I have tried simplifying the geometry, using a different crs, and I just can't seem to figure it out. Any help would be really appreciated!

Milly answered 16/11, 2023 at 20:11 Comment(5)
Have you tried this? rdrr.io/github/UW-Upwelling-Project/imageryML/src/R/… You would need to find alternatives for rgeos and spatialEco functions.Godden
Yes, I have tried that but I think the the spatialEco package is out of date? i also get this error as I move through it: Error in wk_handle.wk_wkb(wkb, s2_geography_writer(oriented = oriented, : Loop 12 edge 1841 has duplicate near loop 16 edge 3"Milly
I have also tried many iterations of that function, but cannot get past the buffer stage. the error message is: Error in wk_handle.wk_wkb(wkb, s2_geography_writer(oriented = oriented, : Loop 0 is not valid: Edge 0 crosses edge 78Milly
Yes, of course. You need to find alternatives.

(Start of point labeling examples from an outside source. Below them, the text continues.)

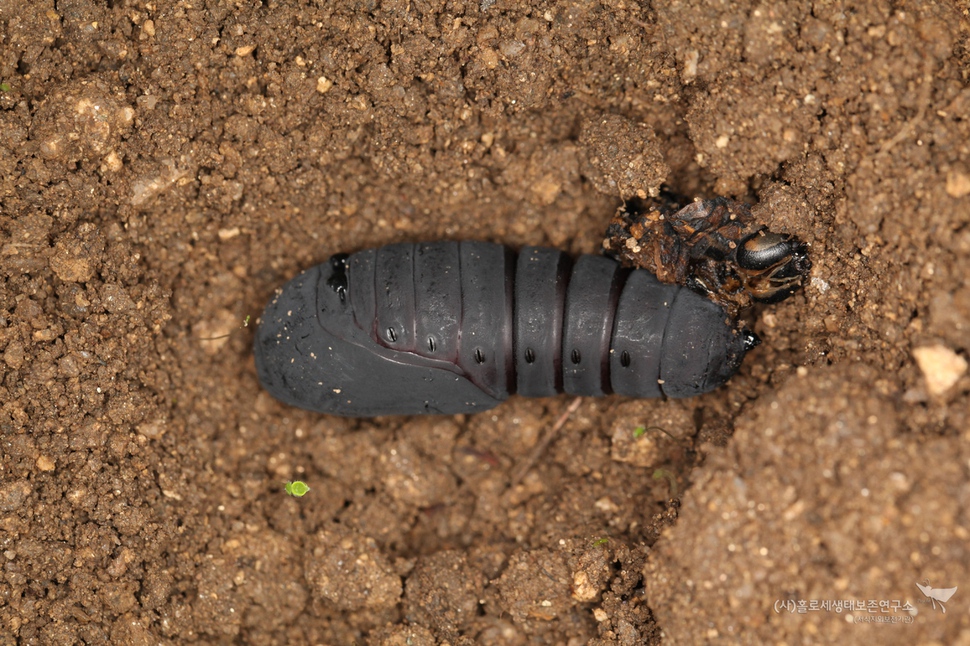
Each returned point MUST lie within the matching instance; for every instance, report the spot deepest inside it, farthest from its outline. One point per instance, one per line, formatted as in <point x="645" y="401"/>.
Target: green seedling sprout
<point x="660" y="474"/>
<point x="297" y="488"/>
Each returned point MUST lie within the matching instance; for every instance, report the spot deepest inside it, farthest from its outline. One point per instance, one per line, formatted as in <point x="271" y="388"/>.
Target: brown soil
<point x="165" y="165"/>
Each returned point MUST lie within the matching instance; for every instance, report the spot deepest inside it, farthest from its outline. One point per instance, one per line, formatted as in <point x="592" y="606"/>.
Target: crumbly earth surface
<point x="166" y="164"/>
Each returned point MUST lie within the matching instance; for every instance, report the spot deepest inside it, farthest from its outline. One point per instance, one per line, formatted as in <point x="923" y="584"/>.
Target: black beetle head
<point x="773" y="265"/>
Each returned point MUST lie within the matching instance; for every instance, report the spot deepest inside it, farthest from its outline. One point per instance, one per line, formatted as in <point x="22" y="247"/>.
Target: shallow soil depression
<point x="166" y="165"/>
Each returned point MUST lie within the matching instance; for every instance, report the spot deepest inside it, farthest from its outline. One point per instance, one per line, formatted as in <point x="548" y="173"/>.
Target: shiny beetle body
<point x="456" y="327"/>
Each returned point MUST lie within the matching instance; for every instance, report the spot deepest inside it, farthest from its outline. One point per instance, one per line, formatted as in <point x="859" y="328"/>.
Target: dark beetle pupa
<point x="456" y="327"/>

The given routine may help in approaching your goal.Godden
Ok, I understand but I am just not able to find the alternatives, I have been trying to find a workaround for days now but no luck. let me know if anything comes to mind! thank you.Milly
J
3

When the buffer crosses 180° latitude, st_buffer limits latitude to -180°, causing an inversion of what is inside and out of the buffer polygon, and thus horizontal stripes.

The polygons with stripes can be sorted out by their bounding box, because their xmin = -180 :

stripes <- sapply(coastline_buffers$geometry,\(x) {unname(st_bbox(x)$xmin == -180)})
which(stripes)
#[1]    1   61  138  297  298  299  811 1352 1353 1387 1388 1404

ggplot() +
  geom_sf(data = coastline_buffers[stripes,] , fill = "lightblue")

enter image description here

As there aren't too many faulty points, a quick workaround is to remove these faulty points from the polygons :

# Create a band from latitudes -175° to 180° 
cleanup <- data.frame(lon=c(-175,-175,180,180,-175),lat=c(90,-90,-90,90,90)) %>% 
           st_as_sf(coords = c("lon", "lat"), 
           crs = st_crs(p[1,])) %>% 
           st_bbox() %>% 
           st_as_sfc()

# Remove points in this band
coastline_buffers_cleaned <- st_difference(coastline_buffers,cleanup)


ggplot() +
  geom_sf(data = coastline_buffers_cleaned , fill = "lightblue")

enter image description here

This cleanup is not 100% exact, as some coastal area at both ends of the map disappeared, but stripes are away and removed area is negligible in comparison to total buffer area.